Further since the candle is diminishing at $2k$ per hour, the number of hours that the candle will last is

$$\frac{\text{original volume}}{2k}.$$

This is the value that must be computed. With the assigned constants, this will be

$$\frac{\pi H (3r)^2}{2k}.\tag3$$

Using equations (1) and (2) from the first part of my answer, the new height (i.e. length) of the thick candle, after $1.5$ hours is

$$\frac{9 \pi H r^2 - 3k}{9\pi r^2} = H - \frac{k}{3\pi r^2}.\tag4$$

The next step is to similarly calculate the new height of the thin candle, after $1.5$ hours.

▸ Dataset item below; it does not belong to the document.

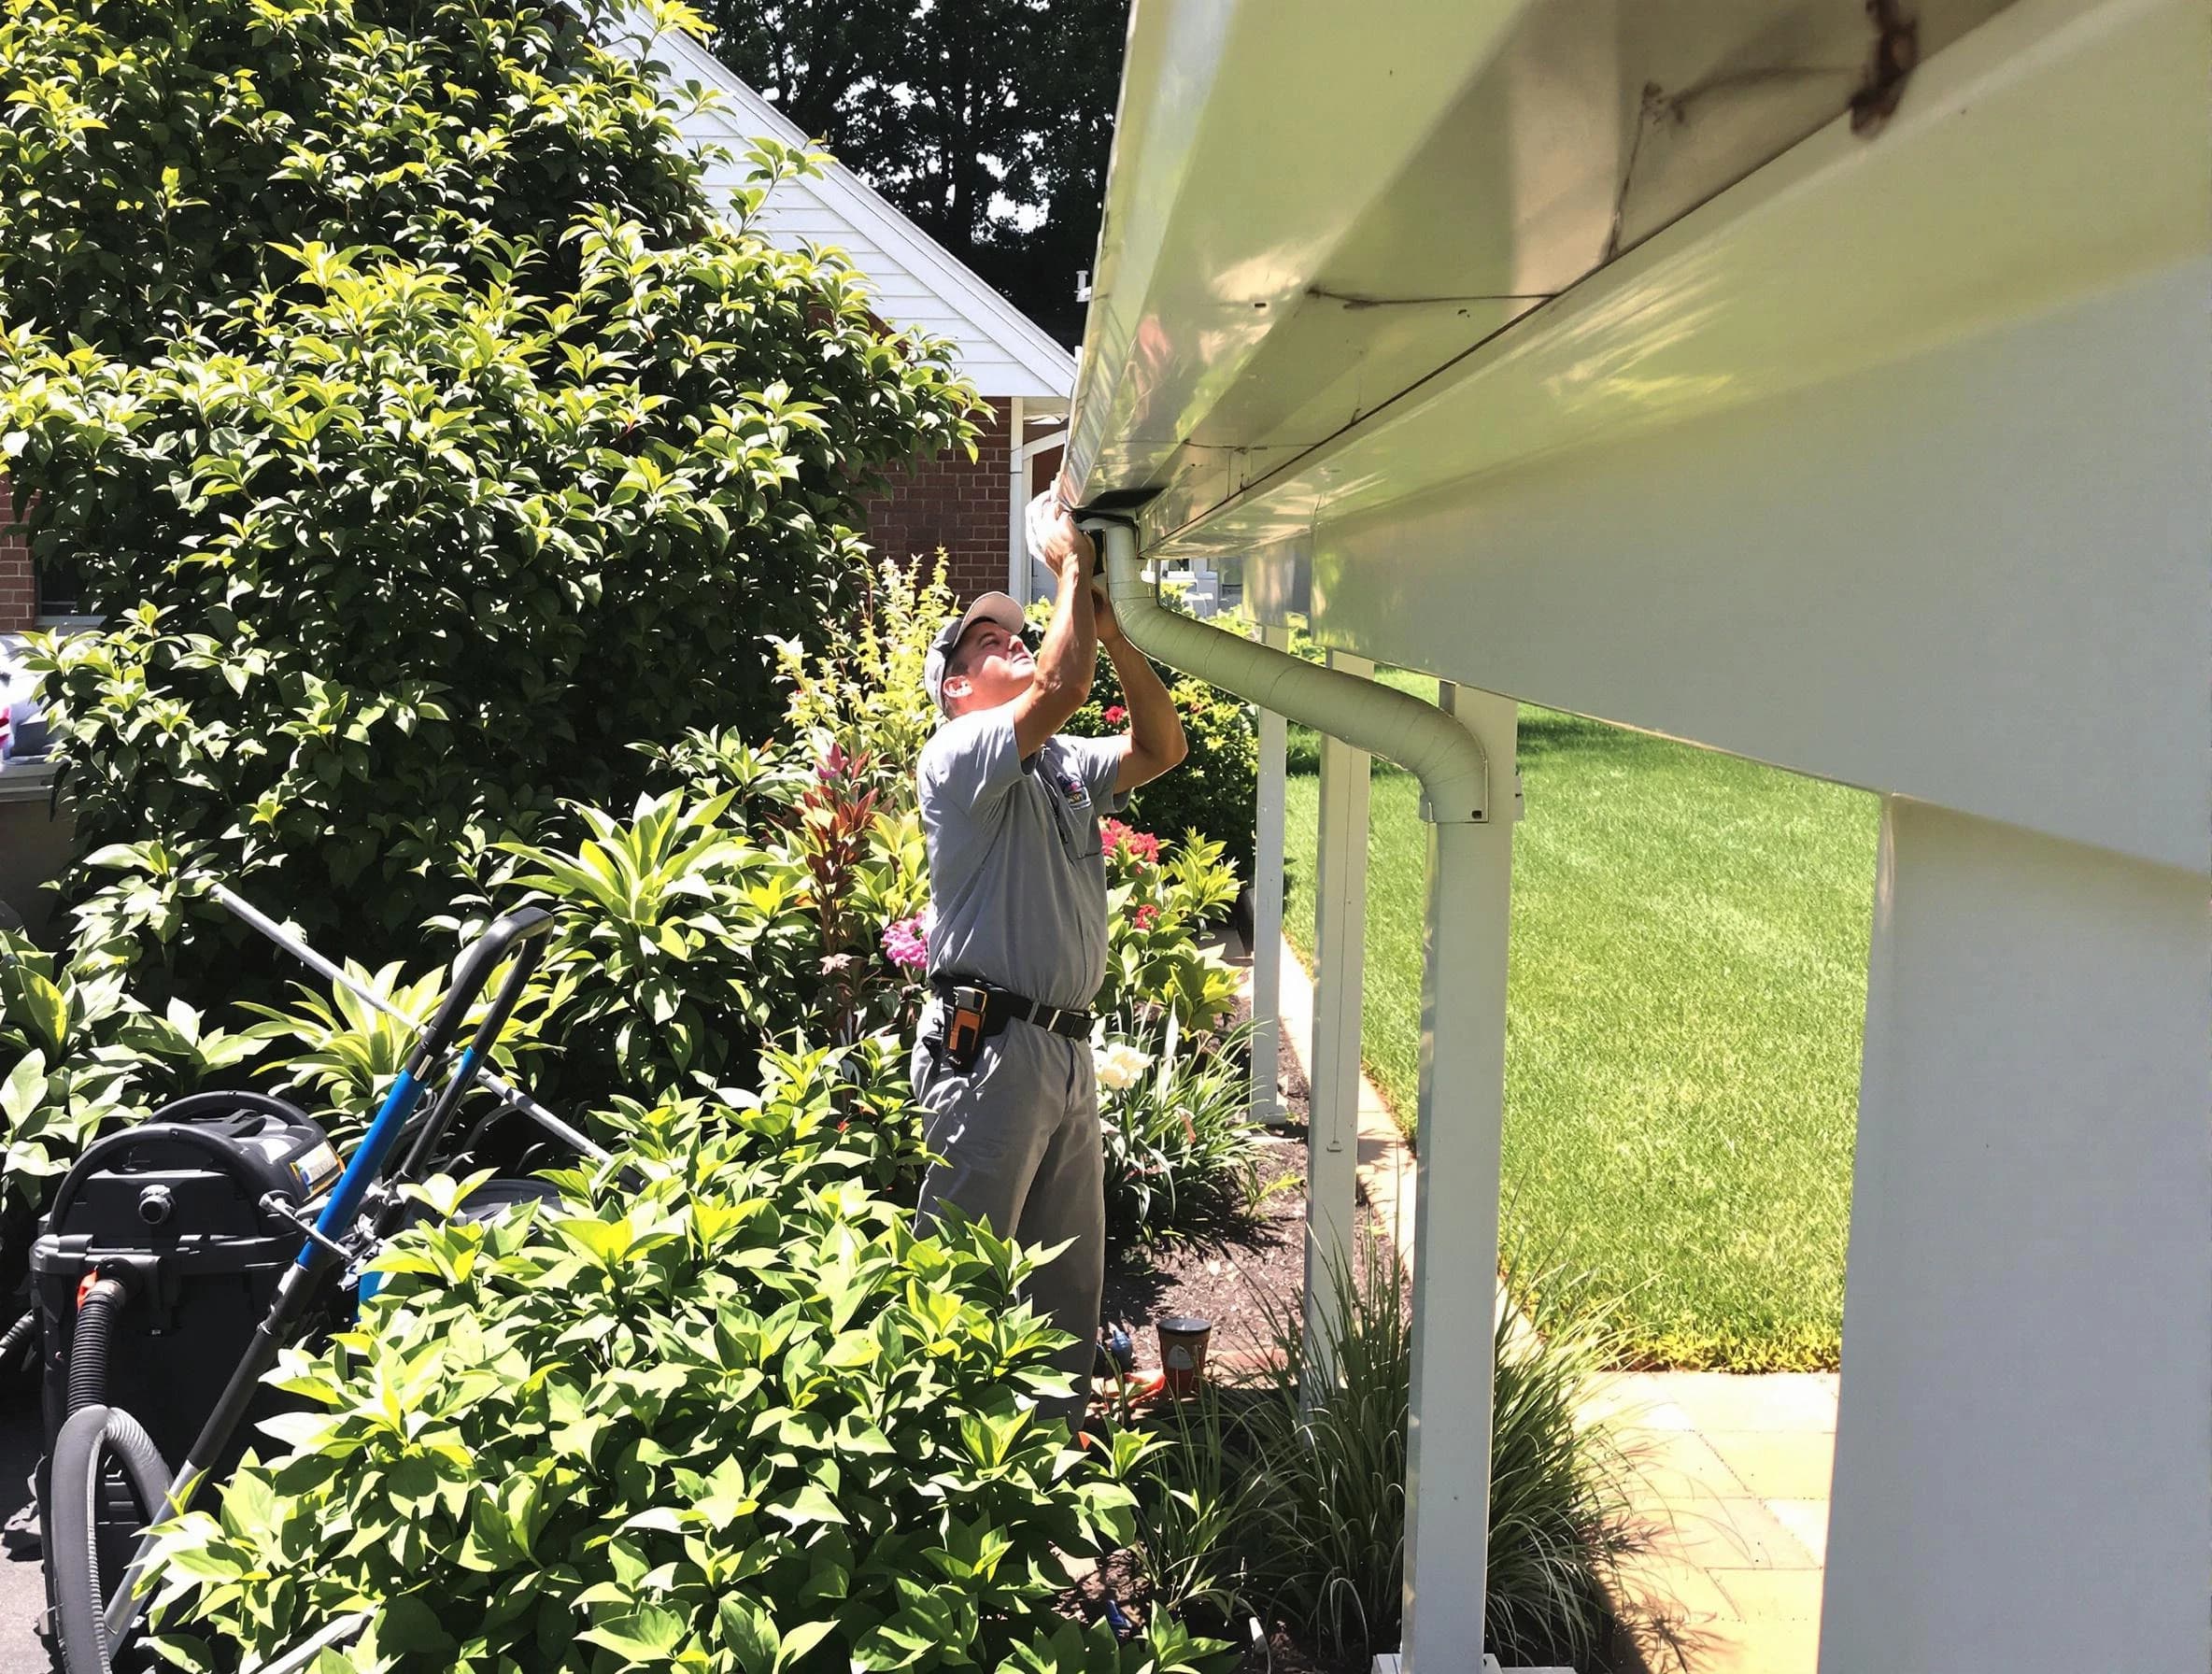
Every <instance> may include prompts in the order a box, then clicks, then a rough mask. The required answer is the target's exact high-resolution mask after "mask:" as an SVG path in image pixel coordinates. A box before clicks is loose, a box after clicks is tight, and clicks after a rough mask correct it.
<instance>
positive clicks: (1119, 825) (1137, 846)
mask: <svg viewBox="0 0 2212 1674" xmlns="http://www.w3.org/2000/svg"><path fill="white" fill-rule="evenodd" d="M1099 843H1102V845H1104V849H1106V854H1110V856H1113V858H1115V860H1144V862H1146V865H1159V838H1157V836H1152V834H1150V831H1139V829H1137V827H1133V825H1121V820H1115V818H1106V820H1099Z"/></svg>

After 1.5 hours, the thinner candle will have its volume changed from

$\displaystyle (\pi H r^2) ~~\text{to}~~ (\pi H r^2 - 3k).$

Therefore, the new height of the thinner candle will be

$$\frac{\pi H r^2 - 3k}{\pi r^2} = H - \frac{3k}{\pi r^2}.\tag5$$

You are given that after $(1.5)$ hours, the thick candle will have a height that is $3$ times the height of the thin candle.

Using equations (4) and (5) above, this implies that

$$ \left[H - \frac{k}{3\pi r^2}\right] ~=~ 3 \times \left[H - \frac{3k}{\pi r^2}\right].\tag6$$

Because the math is so convoluted here, I am going to introduce a new variable

$$A = \frac{k}{\pi r^2}.\tag7$$

This will greatly facilitate the algebra. Now, equation (6) above becomes:

$$ \left[H - \frac{A}{3}\right] ~=~ 3 \times [H - 3A] \implies [3H - A] ~=~ 9[H - 3A] \implies $$

$$ 26A = 6H \implies 39A = 9H \implies (19.5) = \frac{9H}{2A}.\tag8$$

The final expression in equation (8) seems weird at first glance. However, if you use equation (7) above to compare this expression to expression (3) above, you see that

$$\frac{9H}{2A} = \frac{9H\pi r^2}{2k}$$

which is the exact fraction that you are seeking. Therefore, the thick candle will take $(19.5)$ hours to burn.

Answer 3

This is a terrible question. You need to assume something about how diameter tells you something about burn rate. I think you are supposed to assume that the volume consumed per unit time is the same for both candles and that the candles burn evenly in length from the starting end. If you have ever watched a candle this is nonsense, but that is what you have.

Given that assumption, the thick one burns at $\frac 19$ the rate of the thin one, because that is the ratio of the areas. Let $L$ be the starting length and $V$ the rate of burning of the thick one per hour. The thin one then burns at $9V$. The length of the thick one is $L-Vt$ if $t$ is measured in hours. We are given that $L-V\frac 32=3\left(L-9V\frac 32\right)$ So $$L-V\frac 32=3\left(L-9V\frac 32\right)\\ L-\frac 32V=3L-\frac{81}2V\\ 39V=2L\\\frac LV=19.5$$ and the expected answer is $19$ hours $30$ minutes.